L’ultima. L’ultima di quella cartella che, per ore, gli aveva tenuto il
pensiero lontano dal freddo, dall’odore acre e dal silenzio presenti nella
camera.
Continuò
a fissare il foglio, con la mente –forse per la prima volta in vita sua-
davvero vuota. Non c’era niente nella sua soffitta-cervello che ora gli
servisse, nessuna nozione imparata durante gli anni pareva essere utilizzabile
in quel contesto.
Aggrottò
le sopracciglia e protese il capo verso foglio, combattendo il desiderio di
voltare la testa e chiedere.
Da quando è diventato
così apertamente sentimentale, Dottore?
Perché non mi aveva
mai accennato nulla su questa cartella, amico mio? Perché l’ha nascosta,
Watson? Non mi pare ci sia niente di così segreto.
Perché non mi hai
detto niente ieri sera? Perché ti sei chiuso a chiave?
Perché, dopo tanti
anni di lavoro di squadra, hai voluto fare tutto da solo?Perché non mi hai
permesso di aiutarti?
Volevi nasconderti? Da
chi?
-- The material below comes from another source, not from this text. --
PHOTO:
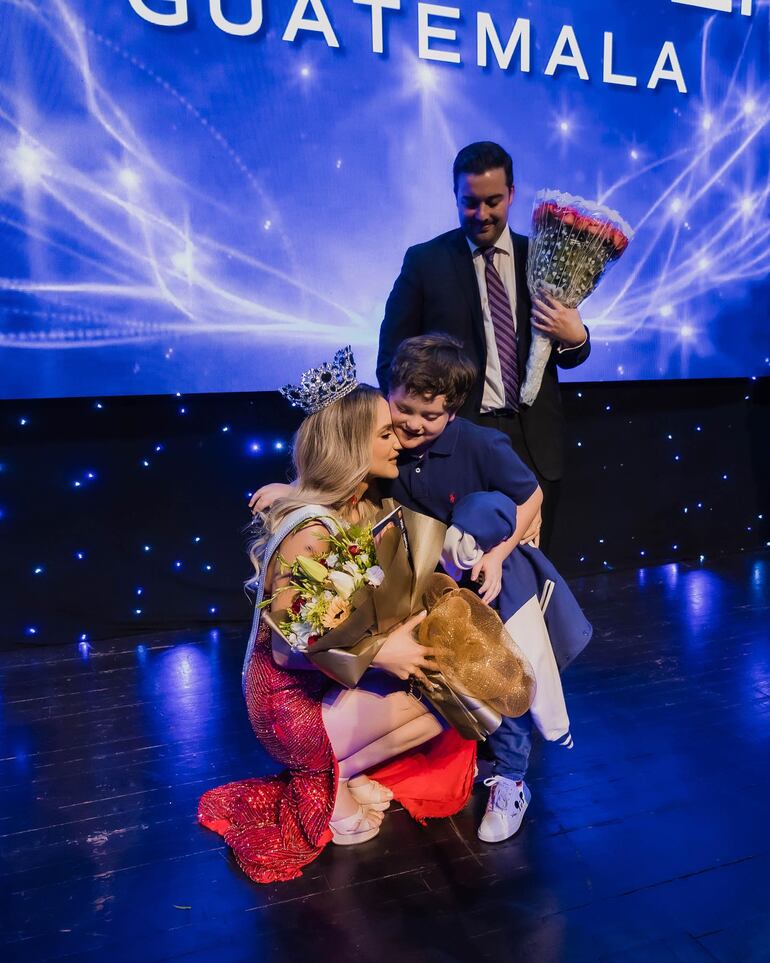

Dalla morte o da me?
Holmes
deglutì piano, senza fare alcun rumore, e guardò quelle parole.
“Nessun
rimpianto.”
Nessuno.
Alzò
gli occhi al soffitto e un rantolo gli ruppe la gola, fondendosi in un sospiro
carico.
-Io…-
disse, ma si arrestò subito, la sua voce tremava.
Abbassò
lo sguardo ancora una volta, e fissò il pavimento.
Le
mani sempre strette, rigide, intorno a quella pagina. Unica ma tangibile, vera
e talmente familiare che…
Le
labbra gli tremarono e la presa aumentò.
Calma,
s’impose Holmes, dopotutto non era niente di più che il ciclo della vita.
Quante
volte avevano rischiato la morte in modi ben più atroci? Dove era il problema?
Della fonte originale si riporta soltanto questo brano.